I am having a data.table with returns on n dates for m securities. I would like to do a multiple linear regression in the form of lm(ReturnSec1 ~ ReturnSec2 + ReturnSec3 + ... + ReturnSecM). The problem that I am having is that there might be dates missing for some of the securities and the regression should be on aligned dates. Here is what I have come up with so far:
#The data set
set.seed(1)
dtData <- data.table(SecId = rep(c(1,2,3), each= 4), Date = as.Date(c(1,2,3,5,1,2,4,5,1,2,4,5)), Return = round(rnorm(12),2))
#My solution so far
dtDataAligned <- merge(dtData[SecId == 1,list(Date, Return)], dtData[SecId == 2, list(Date, Return)], by='Date', all=TRUE)
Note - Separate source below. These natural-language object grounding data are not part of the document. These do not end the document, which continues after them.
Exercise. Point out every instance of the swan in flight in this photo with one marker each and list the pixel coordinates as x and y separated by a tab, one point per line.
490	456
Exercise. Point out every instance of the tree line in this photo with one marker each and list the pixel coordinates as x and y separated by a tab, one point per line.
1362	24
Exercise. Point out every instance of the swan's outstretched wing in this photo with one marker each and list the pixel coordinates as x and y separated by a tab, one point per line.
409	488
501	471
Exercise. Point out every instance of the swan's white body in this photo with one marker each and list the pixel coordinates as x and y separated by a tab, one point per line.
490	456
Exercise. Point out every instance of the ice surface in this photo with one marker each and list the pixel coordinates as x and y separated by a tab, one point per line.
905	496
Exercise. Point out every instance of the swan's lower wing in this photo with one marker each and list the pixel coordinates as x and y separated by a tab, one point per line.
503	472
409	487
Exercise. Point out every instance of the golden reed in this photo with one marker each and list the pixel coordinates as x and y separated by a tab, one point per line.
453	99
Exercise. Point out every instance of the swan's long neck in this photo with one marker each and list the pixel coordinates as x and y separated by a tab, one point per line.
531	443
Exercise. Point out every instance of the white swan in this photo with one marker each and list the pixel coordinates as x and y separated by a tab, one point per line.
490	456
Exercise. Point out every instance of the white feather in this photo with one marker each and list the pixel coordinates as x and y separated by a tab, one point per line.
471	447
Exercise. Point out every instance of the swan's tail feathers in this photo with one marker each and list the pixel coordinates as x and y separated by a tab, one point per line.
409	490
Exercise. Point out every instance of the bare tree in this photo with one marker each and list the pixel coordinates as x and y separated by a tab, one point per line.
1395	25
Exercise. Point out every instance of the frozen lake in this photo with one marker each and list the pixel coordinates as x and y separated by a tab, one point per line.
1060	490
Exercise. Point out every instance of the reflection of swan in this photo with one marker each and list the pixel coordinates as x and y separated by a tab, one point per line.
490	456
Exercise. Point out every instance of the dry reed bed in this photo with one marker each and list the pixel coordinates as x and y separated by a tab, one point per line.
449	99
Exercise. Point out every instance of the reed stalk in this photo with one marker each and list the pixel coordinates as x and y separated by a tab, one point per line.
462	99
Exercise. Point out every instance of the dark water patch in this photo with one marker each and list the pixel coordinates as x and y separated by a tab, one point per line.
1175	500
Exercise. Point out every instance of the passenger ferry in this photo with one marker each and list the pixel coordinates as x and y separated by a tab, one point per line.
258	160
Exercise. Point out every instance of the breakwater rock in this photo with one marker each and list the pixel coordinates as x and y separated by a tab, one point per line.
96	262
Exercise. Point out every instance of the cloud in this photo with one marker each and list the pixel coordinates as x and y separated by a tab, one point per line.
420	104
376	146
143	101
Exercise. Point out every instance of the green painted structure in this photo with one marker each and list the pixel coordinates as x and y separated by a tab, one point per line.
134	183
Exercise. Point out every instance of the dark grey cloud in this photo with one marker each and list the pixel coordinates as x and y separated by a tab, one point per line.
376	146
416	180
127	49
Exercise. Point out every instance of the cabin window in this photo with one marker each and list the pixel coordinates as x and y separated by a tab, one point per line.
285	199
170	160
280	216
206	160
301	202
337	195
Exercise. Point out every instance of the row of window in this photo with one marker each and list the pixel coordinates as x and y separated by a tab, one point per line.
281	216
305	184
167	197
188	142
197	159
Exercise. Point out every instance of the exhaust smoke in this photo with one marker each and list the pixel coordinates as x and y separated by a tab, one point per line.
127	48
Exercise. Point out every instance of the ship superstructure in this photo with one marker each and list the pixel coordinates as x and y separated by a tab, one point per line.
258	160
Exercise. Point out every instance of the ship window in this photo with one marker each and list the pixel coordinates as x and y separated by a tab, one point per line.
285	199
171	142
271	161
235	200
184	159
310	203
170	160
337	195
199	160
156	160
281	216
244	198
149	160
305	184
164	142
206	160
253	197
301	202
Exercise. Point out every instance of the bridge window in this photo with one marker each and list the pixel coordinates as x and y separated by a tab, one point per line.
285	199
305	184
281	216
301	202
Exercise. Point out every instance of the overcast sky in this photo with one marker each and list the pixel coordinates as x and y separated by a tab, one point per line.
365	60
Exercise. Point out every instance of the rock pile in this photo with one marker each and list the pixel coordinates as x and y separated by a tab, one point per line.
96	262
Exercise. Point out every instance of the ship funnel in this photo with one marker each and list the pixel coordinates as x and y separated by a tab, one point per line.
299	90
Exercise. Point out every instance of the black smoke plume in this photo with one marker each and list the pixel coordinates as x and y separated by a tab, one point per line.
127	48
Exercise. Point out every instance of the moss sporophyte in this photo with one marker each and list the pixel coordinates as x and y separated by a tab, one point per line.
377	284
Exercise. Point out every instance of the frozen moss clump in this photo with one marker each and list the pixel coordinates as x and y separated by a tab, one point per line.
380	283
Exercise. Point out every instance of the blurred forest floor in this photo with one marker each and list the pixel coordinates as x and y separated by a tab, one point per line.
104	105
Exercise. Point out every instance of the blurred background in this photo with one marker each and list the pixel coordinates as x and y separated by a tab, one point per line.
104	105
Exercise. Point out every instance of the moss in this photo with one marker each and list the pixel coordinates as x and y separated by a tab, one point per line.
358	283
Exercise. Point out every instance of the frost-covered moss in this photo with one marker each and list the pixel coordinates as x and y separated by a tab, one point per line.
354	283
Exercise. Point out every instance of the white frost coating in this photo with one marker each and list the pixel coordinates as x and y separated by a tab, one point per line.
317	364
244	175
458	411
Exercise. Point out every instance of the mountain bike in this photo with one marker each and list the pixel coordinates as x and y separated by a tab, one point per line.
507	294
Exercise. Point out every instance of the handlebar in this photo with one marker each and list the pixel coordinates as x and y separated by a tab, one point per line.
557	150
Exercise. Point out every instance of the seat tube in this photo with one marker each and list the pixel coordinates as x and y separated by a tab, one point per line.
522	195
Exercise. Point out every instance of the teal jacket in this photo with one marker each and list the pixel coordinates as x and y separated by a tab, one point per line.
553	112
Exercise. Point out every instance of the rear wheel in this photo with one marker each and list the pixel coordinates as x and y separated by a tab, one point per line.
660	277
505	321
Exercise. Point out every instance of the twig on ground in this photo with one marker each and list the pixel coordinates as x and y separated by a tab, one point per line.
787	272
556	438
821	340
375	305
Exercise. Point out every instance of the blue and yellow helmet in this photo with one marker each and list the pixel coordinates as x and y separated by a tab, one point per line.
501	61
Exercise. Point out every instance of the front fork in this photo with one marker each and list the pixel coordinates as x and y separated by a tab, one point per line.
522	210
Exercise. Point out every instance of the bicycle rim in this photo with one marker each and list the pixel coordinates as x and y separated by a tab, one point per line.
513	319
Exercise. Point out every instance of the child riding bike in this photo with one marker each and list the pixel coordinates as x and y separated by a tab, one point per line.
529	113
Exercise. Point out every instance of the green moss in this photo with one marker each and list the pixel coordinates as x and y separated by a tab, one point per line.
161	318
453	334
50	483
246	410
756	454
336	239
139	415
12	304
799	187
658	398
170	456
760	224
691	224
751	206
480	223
dtDataAligned <- merge(dtDataAligned, dtData[SecId == 3,list(Date, Return)], by='Date', all=TRUE)
setnames(dtDataAligned, c('Date', 'Sec1', 'Sec2', 'Sec3'))
dtDataAligned[is.na(dtDataAligned)] <- 0
#This is what i want to do
fit <- lm(dtDataAligned[, Sec1] ~ dtDataAligned[, Sec2] + dtDataAligned[, Sec3])
Is there a better (more elegant, possibly faster) way of doing this without having to loop and merge the data.table to perform a regression on the values with aligned dates?